Topics: Adult; Child; Disorders of Excessive Somnolence; GRADE Approach; Humans; Modafinil; Sleep; Sodium Oxybate; United States
PubMed: 34743790
DOI: 10.5664/jcsm.9326 -
Minerva Medica Feb 2025Insomnia is a prevalent public health issue, characterized by dissatisfaction with the duration, continuity, and quality of sleep. It is closely associated with daytime...

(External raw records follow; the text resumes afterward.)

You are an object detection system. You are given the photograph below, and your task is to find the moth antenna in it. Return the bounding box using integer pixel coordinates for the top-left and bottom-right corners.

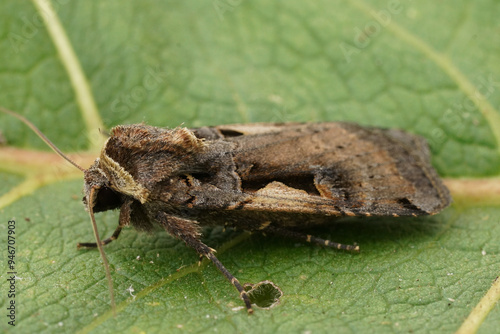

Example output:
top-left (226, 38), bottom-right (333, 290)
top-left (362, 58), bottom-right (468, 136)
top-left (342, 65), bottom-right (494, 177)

top-left (87, 187), bottom-right (116, 317)
top-left (0, 107), bottom-right (85, 172)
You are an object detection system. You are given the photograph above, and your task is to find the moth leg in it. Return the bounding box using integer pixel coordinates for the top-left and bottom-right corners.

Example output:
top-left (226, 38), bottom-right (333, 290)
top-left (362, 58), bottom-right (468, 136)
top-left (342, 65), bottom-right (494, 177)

top-left (156, 212), bottom-right (253, 314)
top-left (76, 200), bottom-right (132, 249)
top-left (258, 222), bottom-right (359, 252)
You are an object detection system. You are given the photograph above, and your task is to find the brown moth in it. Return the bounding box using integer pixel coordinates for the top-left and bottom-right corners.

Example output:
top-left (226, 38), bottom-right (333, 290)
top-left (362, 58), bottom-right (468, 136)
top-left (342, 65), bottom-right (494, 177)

top-left (0, 110), bottom-right (451, 313)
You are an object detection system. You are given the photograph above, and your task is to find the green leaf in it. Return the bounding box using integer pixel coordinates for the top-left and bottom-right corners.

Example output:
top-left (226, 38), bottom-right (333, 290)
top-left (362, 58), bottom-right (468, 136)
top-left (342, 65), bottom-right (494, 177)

top-left (0, 0), bottom-right (500, 333)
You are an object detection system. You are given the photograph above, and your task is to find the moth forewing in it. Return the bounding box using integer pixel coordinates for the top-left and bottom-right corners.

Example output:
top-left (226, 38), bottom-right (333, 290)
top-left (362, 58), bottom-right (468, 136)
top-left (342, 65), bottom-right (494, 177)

top-left (2, 109), bottom-right (451, 313)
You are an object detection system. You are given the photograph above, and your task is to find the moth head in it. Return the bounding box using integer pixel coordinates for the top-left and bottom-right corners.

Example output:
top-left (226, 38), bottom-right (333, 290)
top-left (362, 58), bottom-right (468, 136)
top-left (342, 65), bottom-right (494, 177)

top-left (83, 159), bottom-right (123, 212)
top-left (0, 107), bottom-right (116, 315)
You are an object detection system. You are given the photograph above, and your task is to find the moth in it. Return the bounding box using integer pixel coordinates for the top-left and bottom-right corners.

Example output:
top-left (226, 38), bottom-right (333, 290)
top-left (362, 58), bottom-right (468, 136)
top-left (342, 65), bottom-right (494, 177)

top-left (2, 109), bottom-right (451, 313)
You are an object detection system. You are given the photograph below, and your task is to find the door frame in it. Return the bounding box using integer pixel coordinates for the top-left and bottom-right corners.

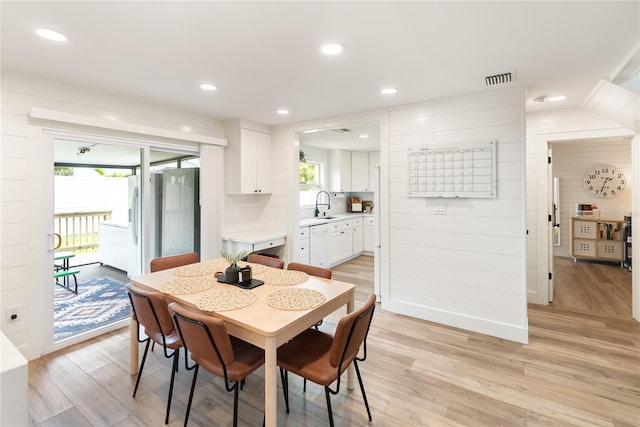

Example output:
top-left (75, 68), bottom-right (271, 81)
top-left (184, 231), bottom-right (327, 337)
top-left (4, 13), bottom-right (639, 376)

top-left (42, 129), bottom-right (202, 354)
top-left (531, 128), bottom-right (640, 320)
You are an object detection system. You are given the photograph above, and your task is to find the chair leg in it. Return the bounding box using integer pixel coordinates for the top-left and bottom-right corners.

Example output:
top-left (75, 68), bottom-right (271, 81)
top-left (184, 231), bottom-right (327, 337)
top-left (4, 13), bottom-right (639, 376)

top-left (353, 360), bottom-right (373, 422)
top-left (164, 348), bottom-right (180, 424)
top-left (233, 383), bottom-right (240, 427)
top-left (184, 365), bottom-right (200, 427)
top-left (133, 338), bottom-right (151, 397)
top-left (324, 387), bottom-right (333, 427)
top-left (280, 368), bottom-right (289, 414)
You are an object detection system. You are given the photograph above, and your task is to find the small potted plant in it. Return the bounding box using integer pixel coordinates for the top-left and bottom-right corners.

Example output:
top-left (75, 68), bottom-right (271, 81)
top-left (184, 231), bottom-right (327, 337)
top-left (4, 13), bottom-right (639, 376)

top-left (220, 250), bottom-right (249, 283)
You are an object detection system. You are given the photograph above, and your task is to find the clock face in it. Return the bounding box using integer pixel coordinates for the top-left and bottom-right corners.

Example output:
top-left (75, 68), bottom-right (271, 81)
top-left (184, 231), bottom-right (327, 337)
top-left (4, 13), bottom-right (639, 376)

top-left (583, 165), bottom-right (627, 199)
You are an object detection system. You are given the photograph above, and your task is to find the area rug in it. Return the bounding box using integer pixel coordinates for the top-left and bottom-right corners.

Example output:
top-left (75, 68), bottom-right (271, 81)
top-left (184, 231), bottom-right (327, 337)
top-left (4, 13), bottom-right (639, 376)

top-left (53, 276), bottom-right (131, 341)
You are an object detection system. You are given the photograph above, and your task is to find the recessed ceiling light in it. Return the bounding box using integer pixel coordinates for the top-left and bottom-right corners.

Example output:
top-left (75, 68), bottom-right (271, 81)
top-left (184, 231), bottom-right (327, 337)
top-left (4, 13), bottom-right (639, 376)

top-left (36, 28), bottom-right (67, 42)
top-left (320, 43), bottom-right (344, 55)
top-left (200, 83), bottom-right (218, 90)
top-left (547, 95), bottom-right (569, 102)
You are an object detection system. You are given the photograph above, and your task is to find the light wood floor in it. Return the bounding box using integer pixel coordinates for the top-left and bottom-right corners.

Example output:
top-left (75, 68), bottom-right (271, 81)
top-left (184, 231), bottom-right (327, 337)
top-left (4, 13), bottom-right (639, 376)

top-left (553, 257), bottom-right (632, 317)
top-left (29, 257), bottom-right (640, 427)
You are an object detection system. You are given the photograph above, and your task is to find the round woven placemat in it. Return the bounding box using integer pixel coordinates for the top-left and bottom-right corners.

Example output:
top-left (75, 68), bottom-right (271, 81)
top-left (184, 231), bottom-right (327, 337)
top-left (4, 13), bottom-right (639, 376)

top-left (160, 277), bottom-right (216, 295)
top-left (259, 269), bottom-right (309, 286)
top-left (196, 288), bottom-right (258, 311)
top-left (267, 288), bottom-right (326, 311)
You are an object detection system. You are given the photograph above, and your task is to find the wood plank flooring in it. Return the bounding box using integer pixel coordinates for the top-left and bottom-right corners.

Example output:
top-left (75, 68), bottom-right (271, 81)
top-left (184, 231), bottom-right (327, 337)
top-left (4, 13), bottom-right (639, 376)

top-left (553, 257), bottom-right (632, 317)
top-left (29, 257), bottom-right (640, 427)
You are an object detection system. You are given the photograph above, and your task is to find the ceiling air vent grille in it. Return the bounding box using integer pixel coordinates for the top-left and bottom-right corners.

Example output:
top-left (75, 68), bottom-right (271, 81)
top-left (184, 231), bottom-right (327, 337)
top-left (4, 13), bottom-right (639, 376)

top-left (484, 71), bottom-right (515, 86)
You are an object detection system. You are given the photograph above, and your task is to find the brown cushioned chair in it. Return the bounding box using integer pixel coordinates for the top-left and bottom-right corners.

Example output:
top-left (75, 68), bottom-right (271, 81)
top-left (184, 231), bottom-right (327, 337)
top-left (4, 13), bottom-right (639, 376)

top-left (278, 294), bottom-right (376, 427)
top-left (247, 254), bottom-right (284, 270)
top-left (150, 252), bottom-right (200, 273)
top-left (125, 283), bottom-right (182, 424)
top-left (169, 302), bottom-right (264, 427)
top-left (287, 262), bottom-right (331, 279)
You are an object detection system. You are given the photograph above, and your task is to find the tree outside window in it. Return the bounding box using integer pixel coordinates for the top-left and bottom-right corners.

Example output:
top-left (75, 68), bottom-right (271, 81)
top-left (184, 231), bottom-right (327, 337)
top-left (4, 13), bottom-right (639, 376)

top-left (299, 161), bottom-right (322, 206)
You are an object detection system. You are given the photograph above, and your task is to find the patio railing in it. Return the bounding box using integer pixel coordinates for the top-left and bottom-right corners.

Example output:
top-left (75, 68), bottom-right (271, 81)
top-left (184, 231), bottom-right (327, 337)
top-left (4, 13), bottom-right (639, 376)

top-left (54, 211), bottom-right (112, 251)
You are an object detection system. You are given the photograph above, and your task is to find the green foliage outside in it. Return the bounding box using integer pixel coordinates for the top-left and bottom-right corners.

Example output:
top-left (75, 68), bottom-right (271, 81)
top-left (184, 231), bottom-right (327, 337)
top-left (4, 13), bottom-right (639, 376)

top-left (299, 163), bottom-right (318, 184)
top-left (53, 166), bottom-right (73, 176)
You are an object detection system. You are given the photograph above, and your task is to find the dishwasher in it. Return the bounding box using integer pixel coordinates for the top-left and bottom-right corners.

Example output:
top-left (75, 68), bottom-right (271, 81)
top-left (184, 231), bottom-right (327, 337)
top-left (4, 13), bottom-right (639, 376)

top-left (309, 224), bottom-right (331, 268)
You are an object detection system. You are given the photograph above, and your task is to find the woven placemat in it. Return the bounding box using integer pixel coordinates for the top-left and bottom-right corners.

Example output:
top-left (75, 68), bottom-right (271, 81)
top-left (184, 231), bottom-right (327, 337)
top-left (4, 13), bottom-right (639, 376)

top-left (267, 288), bottom-right (326, 311)
top-left (259, 269), bottom-right (309, 286)
top-left (173, 261), bottom-right (229, 277)
top-left (160, 277), bottom-right (216, 295)
top-left (196, 288), bottom-right (258, 311)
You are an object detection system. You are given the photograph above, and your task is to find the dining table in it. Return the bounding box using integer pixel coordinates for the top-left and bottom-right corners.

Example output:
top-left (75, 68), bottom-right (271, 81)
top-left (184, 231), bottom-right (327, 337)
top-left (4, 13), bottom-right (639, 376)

top-left (130, 258), bottom-right (355, 427)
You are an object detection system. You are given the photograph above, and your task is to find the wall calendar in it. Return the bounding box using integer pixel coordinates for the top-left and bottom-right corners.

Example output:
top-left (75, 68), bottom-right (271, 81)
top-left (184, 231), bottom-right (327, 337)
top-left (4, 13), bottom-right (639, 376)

top-left (409, 141), bottom-right (497, 199)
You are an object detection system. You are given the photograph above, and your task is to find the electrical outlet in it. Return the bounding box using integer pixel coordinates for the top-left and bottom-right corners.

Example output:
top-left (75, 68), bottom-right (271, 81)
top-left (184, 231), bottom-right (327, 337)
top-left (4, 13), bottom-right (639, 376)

top-left (7, 305), bottom-right (20, 322)
top-left (433, 201), bottom-right (447, 215)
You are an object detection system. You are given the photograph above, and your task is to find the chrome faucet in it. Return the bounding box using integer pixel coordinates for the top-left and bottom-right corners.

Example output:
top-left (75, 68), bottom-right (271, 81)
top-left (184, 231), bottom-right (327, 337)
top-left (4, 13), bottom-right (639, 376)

top-left (316, 191), bottom-right (331, 216)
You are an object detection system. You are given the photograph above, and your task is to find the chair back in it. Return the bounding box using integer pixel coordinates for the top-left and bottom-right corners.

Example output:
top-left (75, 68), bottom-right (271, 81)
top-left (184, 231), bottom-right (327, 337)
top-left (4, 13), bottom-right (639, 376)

top-left (329, 294), bottom-right (376, 374)
top-left (125, 283), bottom-right (175, 342)
top-left (287, 262), bottom-right (331, 279)
top-left (169, 302), bottom-right (235, 372)
top-left (150, 252), bottom-right (199, 273)
top-left (247, 254), bottom-right (284, 270)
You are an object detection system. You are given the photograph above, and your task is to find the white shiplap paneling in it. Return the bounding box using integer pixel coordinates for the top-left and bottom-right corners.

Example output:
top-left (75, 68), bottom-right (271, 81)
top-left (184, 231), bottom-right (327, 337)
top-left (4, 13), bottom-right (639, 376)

top-left (385, 89), bottom-right (527, 342)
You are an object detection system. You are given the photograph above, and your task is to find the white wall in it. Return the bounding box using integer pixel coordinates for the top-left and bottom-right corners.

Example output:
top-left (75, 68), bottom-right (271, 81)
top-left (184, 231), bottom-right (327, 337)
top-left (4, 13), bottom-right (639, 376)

top-left (0, 70), bottom-right (224, 359)
top-left (551, 138), bottom-right (633, 257)
top-left (526, 109), bottom-right (640, 304)
top-left (382, 89), bottom-right (528, 342)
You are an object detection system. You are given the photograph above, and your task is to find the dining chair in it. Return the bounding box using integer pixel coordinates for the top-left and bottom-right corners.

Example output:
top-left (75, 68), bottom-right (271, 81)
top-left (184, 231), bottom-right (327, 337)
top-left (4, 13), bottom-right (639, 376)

top-left (169, 302), bottom-right (264, 427)
top-left (125, 283), bottom-right (182, 424)
top-left (278, 294), bottom-right (376, 427)
top-left (247, 254), bottom-right (284, 270)
top-left (150, 252), bottom-right (200, 273)
top-left (287, 262), bottom-right (331, 279)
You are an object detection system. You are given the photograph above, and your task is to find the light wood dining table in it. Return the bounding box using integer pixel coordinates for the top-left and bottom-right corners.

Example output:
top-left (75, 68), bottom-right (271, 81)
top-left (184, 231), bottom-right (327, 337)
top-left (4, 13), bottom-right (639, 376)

top-left (130, 259), bottom-right (355, 427)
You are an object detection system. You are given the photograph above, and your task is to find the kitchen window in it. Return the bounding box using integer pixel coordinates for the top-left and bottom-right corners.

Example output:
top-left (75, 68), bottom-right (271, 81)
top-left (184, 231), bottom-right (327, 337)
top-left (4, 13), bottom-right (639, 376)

top-left (299, 162), bottom-right (322, 206)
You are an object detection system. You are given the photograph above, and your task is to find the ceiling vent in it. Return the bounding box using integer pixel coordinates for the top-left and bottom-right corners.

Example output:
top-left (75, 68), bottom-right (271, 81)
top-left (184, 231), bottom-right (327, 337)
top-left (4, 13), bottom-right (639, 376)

top-left (484, 71), bottom-right (516, 86)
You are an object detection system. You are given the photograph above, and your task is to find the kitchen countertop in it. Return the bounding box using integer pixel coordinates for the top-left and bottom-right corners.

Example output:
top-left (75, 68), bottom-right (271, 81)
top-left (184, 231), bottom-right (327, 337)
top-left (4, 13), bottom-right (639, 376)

top-left (222, 230), bottom-right (287, 245)
top-left (300, 212), bottom-right (373, 227)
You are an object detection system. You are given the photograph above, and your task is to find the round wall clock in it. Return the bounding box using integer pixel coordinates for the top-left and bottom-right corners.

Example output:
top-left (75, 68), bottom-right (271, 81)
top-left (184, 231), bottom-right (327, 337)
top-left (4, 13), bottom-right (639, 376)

top-left (583, 165), bottom-right (627, 199)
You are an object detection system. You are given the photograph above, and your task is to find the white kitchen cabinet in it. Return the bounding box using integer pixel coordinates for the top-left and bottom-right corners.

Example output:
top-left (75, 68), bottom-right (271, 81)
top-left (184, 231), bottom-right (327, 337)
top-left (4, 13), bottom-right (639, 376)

top-left (329, 220), bottom-right (353, 267)
top-left (329, 150), bottom-right (351, 192)
top-left (225, 122), bottom-right (272, 194)
top-left (293, 227), bottom-right (310, 264)
top-left (367, 151), bottom-right (380, 192)
top-left (362, 216), bottom-right (375, 252)
top-left (351, 151), bottom-right (371, 191)
top-left (309, 224), bottom-right (331, 268)
top-left (351, 218), bottom-right (364, 256)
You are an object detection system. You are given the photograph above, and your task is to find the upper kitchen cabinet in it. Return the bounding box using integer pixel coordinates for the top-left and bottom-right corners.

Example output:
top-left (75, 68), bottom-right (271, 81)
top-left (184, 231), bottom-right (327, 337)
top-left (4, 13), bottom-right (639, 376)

top-left (351, 151), bottom-right (371, 191)
top-left (367, 151), bottom-right (380, 192)
top-left (225, 120), bottom-right (272, 194)
top-left (329, 150), bottom-right (352, 192)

Insomnia is a prevalent public health issue, characterized by dissatisfaction with the duration, continuity, and quality of sleep. It is closely associated with daytime symptoms, which are essential for diagnosing insomnia disorder. The condition is more common among women, middle-aged and older adults, and individuals with coexisting mental or physical health conditions. Evidence suggests that insomnia increases the risk of various health problems. Addressing insomnia is therefore crucial not only to enhance patients' quality of life but also to mitigate its significant health, social, and economic impacts. However, further studies are needed to evaluate the cost-effectiveness of insomnia treatments. Cognitive behavioral therapy for insomnia (CBT-I) is recommended as the first-line treatment for chronic insomnia in adults. When CBT-I proves ineffective or is unavailable, pharmacological treatments may be considered. Benzodiazepines (BZs) and benzodiazepine receptor agonists (BZRAs) are suitable for short-term treatment (up to 4 weeks). Among BZs, triazolam is notable for its short half-life and demonstrated efficacy in treating sleep-onset and middle-of-the-night (MOTN) insomnia, supported by robust clinical evidence. Additionally, triazolam does not impair psychomotor performance. In certain cases, longer-term use of BZs or BZRAs may be appropriate; however, this approach requires careful individual assessment of the benefits and risks. Non-nightly use of hypnotic medications may also be a viable option for patients who do not require nightly treatment. Low-dose sedating antidepressants may be considered for short-term insomnia management (off-label), while antipsychotics and antihistamines are not recommended for this purpose. Orexin receptor antagonists are an option for treating insomnia for up to three months. It is important to note that although insomnia guidelines are based on daily use as evaluated in randomized controlled trials, clinical practice may vary.